Plus que deux heures de cours ennuyants et mon premier jour dans ce bahut serait terminé. Je pourrais me balader en ville, puis rentrer chez moi et dormir. Dormir, mon cerveau ne réclamait que cela. Cette matinée interminable m'avait épuisé, heureusement, les cours de l'après-midi passèrent vite et je pu me détendre en me baladant.

Lorsque la sonnerie de 16 heures avait retentie, j'avais été le premier à sortir de la salle, sac sur le dos. J'avais traversé les couloirs en courant, bousculant quelques élèves au passage, lâchant des excuses automatiques. J'avais dépassé la grille d'entrée et continué à courir jusqu'à chez moi. J'avais poussé la porte un peu plus violemment que prévue en criant que j'étais rentré et comme je m'y attendais, ma voix n'avait rencontré que le vide.

J'étais entré, j'avais refermé la porte, exploré chaque pièce du rez-de-chaussée une par une, j'étais monté à l'étage, avais posé mon sac dans ma chambre, ouvert les autres portes de la mezzanine et j'avais constaté que l'étage était aussi désert que le bas de la maison. Comme je le pensais, j'étais seul ici.
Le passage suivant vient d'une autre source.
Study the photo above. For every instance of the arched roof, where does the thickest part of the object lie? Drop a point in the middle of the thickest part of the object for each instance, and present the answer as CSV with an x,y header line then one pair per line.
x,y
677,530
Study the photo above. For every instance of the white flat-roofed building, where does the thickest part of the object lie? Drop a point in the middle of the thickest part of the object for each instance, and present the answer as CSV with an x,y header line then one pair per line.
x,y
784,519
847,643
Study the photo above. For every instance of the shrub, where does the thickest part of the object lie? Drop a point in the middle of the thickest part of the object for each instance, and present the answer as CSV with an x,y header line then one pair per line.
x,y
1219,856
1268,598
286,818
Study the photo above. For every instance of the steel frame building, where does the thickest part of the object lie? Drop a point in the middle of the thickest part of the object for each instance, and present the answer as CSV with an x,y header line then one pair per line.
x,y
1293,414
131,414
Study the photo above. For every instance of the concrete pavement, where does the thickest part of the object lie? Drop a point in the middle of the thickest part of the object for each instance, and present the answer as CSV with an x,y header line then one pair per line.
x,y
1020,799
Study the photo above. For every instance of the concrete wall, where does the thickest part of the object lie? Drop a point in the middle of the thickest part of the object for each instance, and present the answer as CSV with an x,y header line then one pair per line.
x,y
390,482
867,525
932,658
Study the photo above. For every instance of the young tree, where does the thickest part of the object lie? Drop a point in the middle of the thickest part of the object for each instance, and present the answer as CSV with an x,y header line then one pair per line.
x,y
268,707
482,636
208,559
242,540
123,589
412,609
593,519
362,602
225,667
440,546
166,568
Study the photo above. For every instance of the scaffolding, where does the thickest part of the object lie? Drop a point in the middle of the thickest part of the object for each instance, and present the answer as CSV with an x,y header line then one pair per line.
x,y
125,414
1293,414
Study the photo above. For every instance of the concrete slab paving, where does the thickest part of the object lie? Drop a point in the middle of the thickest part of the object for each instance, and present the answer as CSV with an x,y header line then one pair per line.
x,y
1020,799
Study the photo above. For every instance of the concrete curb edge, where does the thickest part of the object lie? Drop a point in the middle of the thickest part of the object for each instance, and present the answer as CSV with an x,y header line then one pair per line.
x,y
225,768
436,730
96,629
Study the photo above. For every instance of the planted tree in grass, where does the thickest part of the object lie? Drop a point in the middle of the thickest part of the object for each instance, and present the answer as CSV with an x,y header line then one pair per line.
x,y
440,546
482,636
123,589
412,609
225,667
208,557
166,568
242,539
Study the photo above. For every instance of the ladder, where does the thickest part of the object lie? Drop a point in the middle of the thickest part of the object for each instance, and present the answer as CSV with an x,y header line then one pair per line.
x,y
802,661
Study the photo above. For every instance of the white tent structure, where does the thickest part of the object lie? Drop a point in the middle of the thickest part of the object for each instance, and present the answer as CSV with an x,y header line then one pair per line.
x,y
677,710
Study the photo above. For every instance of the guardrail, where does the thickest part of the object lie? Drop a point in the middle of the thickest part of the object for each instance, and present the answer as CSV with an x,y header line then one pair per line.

Je redescendis les escaliers et sortis de la maison en laissant un mot sur la table de la cuisine, même si je doutai que quelqu'un ne le lise : je serai sûrement rentré avant. Je fermai la porte à clé et m'éloignai en direction du bourg, mes écouteurs enfoncés dans les oreilles.

J'avais déjà visité une partie de la ville, où se trouvait le Starbucks et le lycée, j'étais aussi passé devant une petite église gothique et une boulangerie à l'allure ancienne. Je décidai de m'arrêter à cette même boulangerie pour m'acheter une viennoiserie et une boisson. Ensuite, je repartis vers la partie de la ville, qui m'était encore inconnue.

Je passai devant un petit parc, continuai mon chemin en passant à travers le bois. Je ne croisai personne, excepté un garçon étrange entièrement vêtu de noir. Les gens étaient tous au travail et les enfants à l'école.

Depuis le jour où nous étions arrivés à Chattam, j'avais compris que la ville était calme et monotone. C'était une petite ville dont les habitants étaient toujours très réservés, mais polis, tous très occupés. Ils marchaient vite dans les rues comme les souries fuient les chats, se terrant dans leurs maisons une fois la nuit venue, retrouvant leurs familles.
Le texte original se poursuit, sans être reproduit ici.